The prevailing narrative is that Big Tobacco is ruthlessly marketing vapes to kids to create a new generation of smokers. The reality is that there is no legal e-cigarette marketing in Australia, the products being bought are not made by the tobacco industry, and the chances of a vaper who has never smoked suddenly deciding to take up a habit that is much more expensive and vastly more dangerous are remote.
Australia has the world’s highest cigarette taxes
The “gateway” theory — that e-cigarettes act as an “on ramp” to smoking — has always been baloney. E-cigarettes have been a mainstream consumer product in the UK for more than a decade and the results are in. Since 2011, vaping prevalence has risen from almost zero to 7.7 per cent of the adult population, of whom 4.9 per cent vape daily. In the same period, the smoking rate has dropped from 20 per cent to 13 per cent. Among 16-24 year olds, it has dropped from 24 per cent to 13 per cent. Among 11-15 year olds, regular smoking has dropped from 5 per cent to 1 per cent. Vaping is clearly an “off ramp” not an ‘on ramp’.
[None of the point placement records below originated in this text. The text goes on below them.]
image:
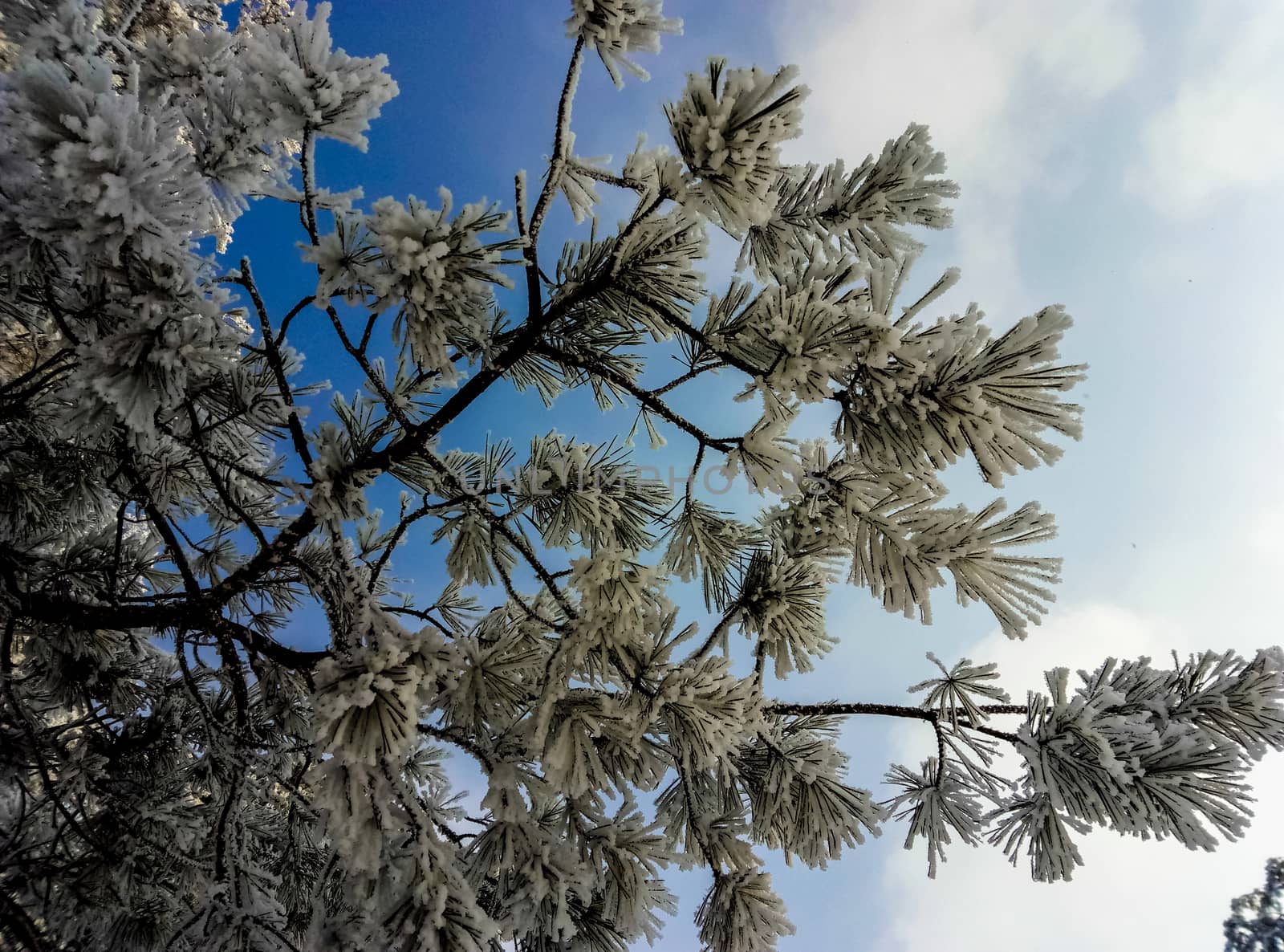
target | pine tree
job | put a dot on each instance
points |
(1256, 920)
(173, 491)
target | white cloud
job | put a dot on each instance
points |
(997, 83)
(1221, 128)
(1130, 893)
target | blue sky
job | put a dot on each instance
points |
(1123, 160)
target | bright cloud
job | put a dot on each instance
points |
(1221, 128)
(998, 83)
(1129, 894)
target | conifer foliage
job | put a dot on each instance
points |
(175, 490)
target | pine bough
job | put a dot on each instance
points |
(177, 778)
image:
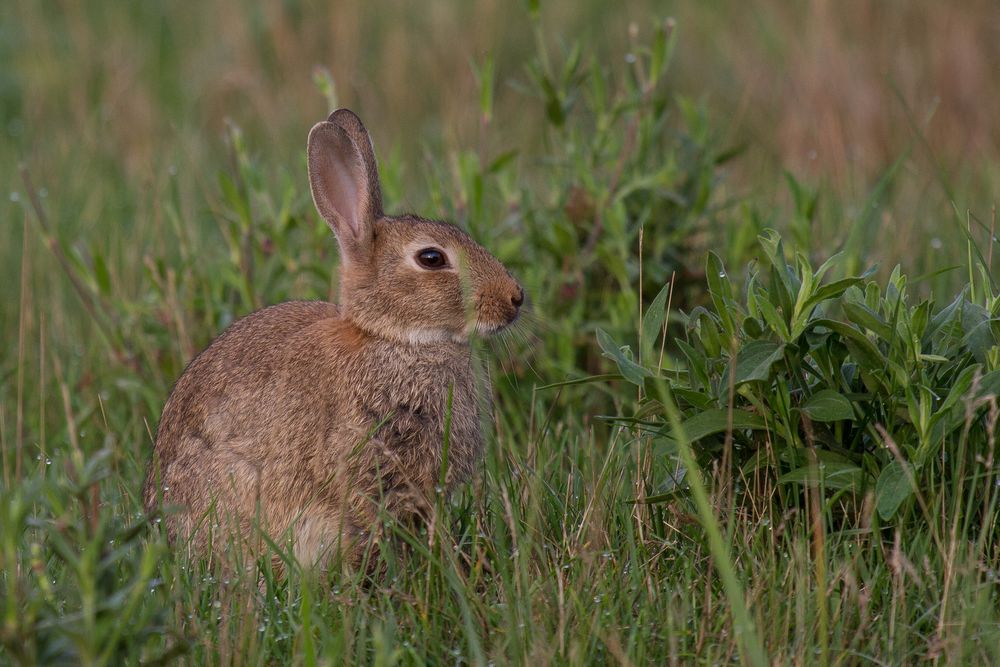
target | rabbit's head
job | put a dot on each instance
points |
(402, 277)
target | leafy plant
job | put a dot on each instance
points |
(843, 384)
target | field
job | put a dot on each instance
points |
(750, 415)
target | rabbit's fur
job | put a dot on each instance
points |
(302, 420)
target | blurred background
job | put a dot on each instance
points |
(125, 112)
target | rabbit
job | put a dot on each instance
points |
(304, 419)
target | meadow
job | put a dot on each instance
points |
(750, 415)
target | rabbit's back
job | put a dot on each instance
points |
(293, 420)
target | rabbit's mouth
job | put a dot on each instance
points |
(488, 328)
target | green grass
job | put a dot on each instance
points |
(725, 456)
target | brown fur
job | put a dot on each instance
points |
(303, 419)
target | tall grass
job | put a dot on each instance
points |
(775, 463)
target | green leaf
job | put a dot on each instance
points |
(101, 274)
(772, 316)
(827, 405)
(715, 421)
(892, 489)
(864, 316)
(863, 350)
(754, 361)
(652, 319)
(980, 340)
(830, 291)
(630, 370)
(721, 291)
(833, 475)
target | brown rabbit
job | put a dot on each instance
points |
(303, 419)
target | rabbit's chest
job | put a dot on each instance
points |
(408, 416)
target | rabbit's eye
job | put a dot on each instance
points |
(432, 258)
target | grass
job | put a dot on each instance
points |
(631, 508)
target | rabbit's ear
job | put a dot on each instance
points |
(343, 177)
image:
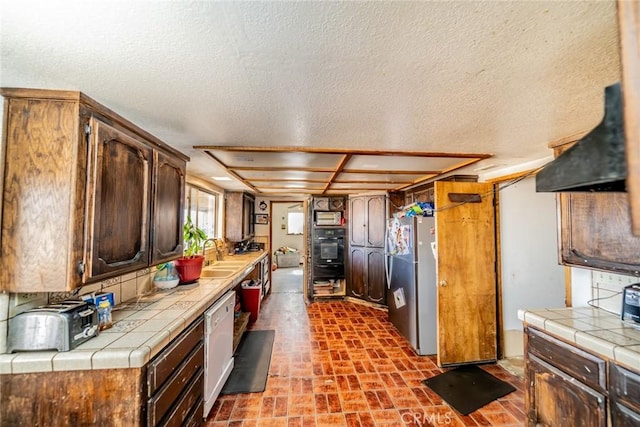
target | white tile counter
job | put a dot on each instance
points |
(592, 329)
(141, 328)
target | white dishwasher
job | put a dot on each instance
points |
(218, 348)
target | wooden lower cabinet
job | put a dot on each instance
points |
(568, 386)
(556, 399)
(624, 391)
(367, 279)
(168, 391)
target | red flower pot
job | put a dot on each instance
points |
(189, 269)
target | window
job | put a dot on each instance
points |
(295, 220)
(201, 205)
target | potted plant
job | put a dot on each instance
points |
(189, 267)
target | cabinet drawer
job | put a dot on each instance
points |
(165, 363)
(191, 398)
(164, 400)
(624, 386)
(577, 363)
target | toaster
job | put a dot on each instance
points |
(62, 326)
(631, 303)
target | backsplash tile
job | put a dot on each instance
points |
(606, 289)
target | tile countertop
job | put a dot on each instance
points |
(592, 329)
(141, 328)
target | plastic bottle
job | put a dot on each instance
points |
(105, 320)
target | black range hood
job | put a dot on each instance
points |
(597, 161)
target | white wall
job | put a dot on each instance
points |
(279, 236)
(531, 276)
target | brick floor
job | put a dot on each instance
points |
(339, 363)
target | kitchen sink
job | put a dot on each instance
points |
(219, 273)
(229, 263)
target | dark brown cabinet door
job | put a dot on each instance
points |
(357, 221)
(595, 232)
(376, 218)
(368, 221)
(166, 232)
(624, 391)
(239, 208)
(357, 272)
(376, 278)
(556, 399)
(121, 202)
(367, 278)
(248, 228)
(367, 225)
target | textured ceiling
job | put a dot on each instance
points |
(503, 78)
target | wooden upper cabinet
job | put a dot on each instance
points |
(168, 212)
(368, 219)
(629, 24)
(44, 156)
(120, 225)
(77, 182)
(595, 232)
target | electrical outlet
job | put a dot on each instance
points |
(25, 298)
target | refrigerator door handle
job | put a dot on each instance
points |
(387, 269)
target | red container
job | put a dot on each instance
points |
(189, 269)
(251, 297)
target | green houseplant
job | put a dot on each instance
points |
(189, 267)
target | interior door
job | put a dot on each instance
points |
(466, 272)
(306, 252)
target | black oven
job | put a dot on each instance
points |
(328, 253)
(328, 245)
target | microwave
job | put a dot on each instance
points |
(329, 218)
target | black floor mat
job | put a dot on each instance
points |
(468, 388)
(251, 364)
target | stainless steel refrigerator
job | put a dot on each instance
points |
(411, 278)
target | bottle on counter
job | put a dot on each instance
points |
(105, 320)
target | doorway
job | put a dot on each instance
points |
(288, 237)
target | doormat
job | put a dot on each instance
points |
(251, 364)
(468, 388)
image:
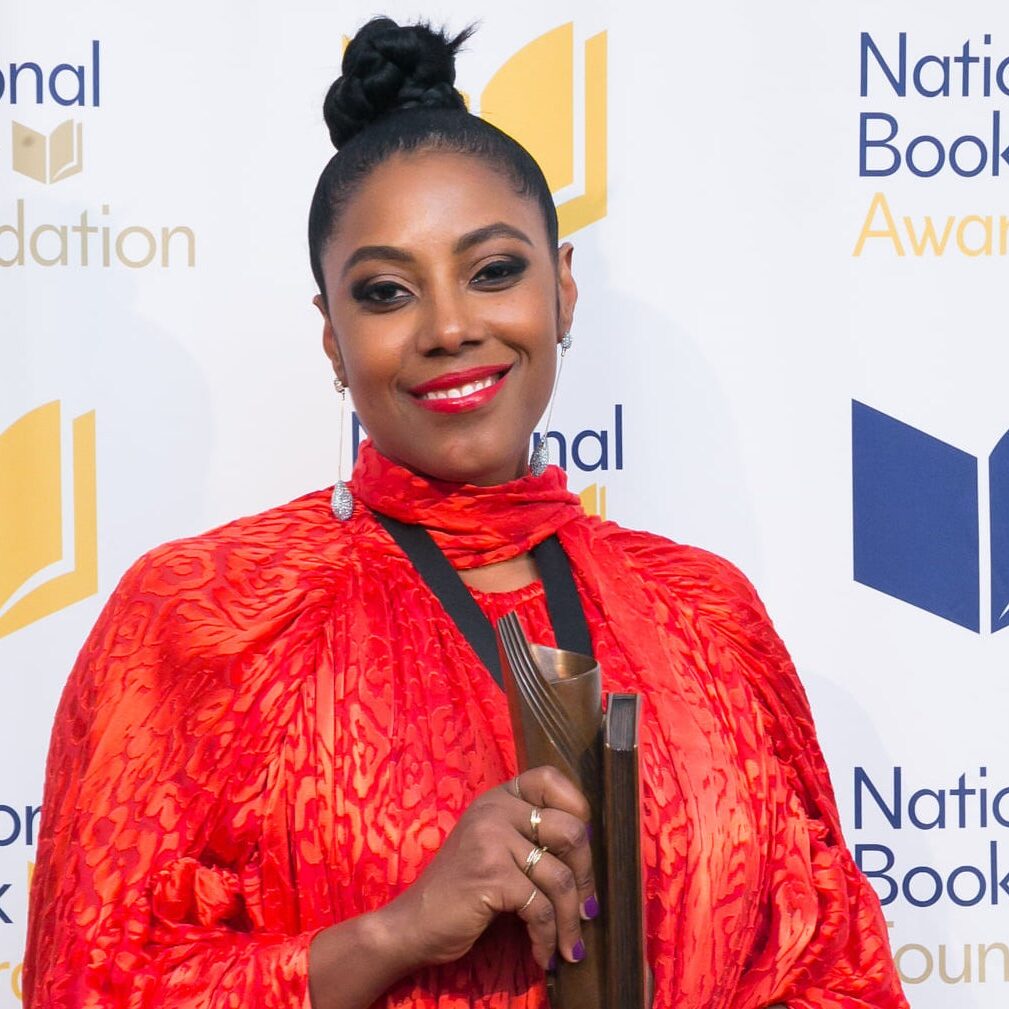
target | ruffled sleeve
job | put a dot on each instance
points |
(136, 902)
(823, 943)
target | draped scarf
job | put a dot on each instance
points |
(273, 726)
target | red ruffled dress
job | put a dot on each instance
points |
(273, 726)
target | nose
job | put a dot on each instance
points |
(448, 325)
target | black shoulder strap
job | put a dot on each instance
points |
(444, 581)
(563, 603)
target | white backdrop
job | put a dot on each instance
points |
(722, 310)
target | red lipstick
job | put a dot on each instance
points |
(458, 391)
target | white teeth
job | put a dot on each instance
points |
(456, 394)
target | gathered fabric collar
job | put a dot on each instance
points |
(472, 525)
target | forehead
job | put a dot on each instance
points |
(427, 200)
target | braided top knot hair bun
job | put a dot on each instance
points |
(397, 96)
(387, 68)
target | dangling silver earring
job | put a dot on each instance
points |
(342, 501)
(540, 458)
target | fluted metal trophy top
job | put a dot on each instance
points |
(555, 699)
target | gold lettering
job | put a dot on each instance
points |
(879, 205)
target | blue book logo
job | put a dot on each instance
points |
(916, 519)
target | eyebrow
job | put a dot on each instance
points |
(391, 253)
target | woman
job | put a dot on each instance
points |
(281, 775)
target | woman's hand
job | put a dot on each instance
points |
(480, 873)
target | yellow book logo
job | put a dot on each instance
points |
(533, 99)
(593, 499)
(47, 158)
(31, 517)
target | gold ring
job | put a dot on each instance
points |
(533, 859)
(535, 816)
The contrast with Australia is stark. In addition to the ban on e-cigarettes, Australia has the world’s highest cigarette taxes, was an early adopter of plain packaging and it is difficult to smoke anywhere in public, indoors or out. And yet there has been no decline in the overall smoking rate since 2018 and the number of 14-17 year olds who smoke has risen from 2 per cent to 13 per cent. The number of Australians aged 14 to 17 who vape is 8.9 per cent, which exceeds the number of 11-17 year olds who vape in Britain (7.7 per cent, most of whom vape less than once a week).
Some of these statistics are not directly comparable because the UK and Australia use different age groups to define ‘the youth’, but the overall picture is clear. Australia is probably the only developed country in the world where both smoking and vaping is on the rise among young people. Through a combination of incompetence and mendacity, the Australian political and public health establishment has engineered a unique situation in which the sale of two products that are substitutes for each another are on the rise and both are being largely purchased on the black market.
Australian public health academics have once again doubled down, claiming that the rise in youth smoking proves the existence of a gateway effect, despite no other country experiencing such a phenomenon. In reality, it shows what happens when you allow the black market to sell unregulated e-cigarettes to anyone and then tell vapers that they would be better off smoking. The whole thing has been a fiasco and introducing yet another ban is unlikely to improve the situation. The idea that Australia has anything to teach the UK about vaping regulation is preposterous. If ‘a leading Australian figure’ meets Steve Barclay again, they should keep their mouth shut and listen.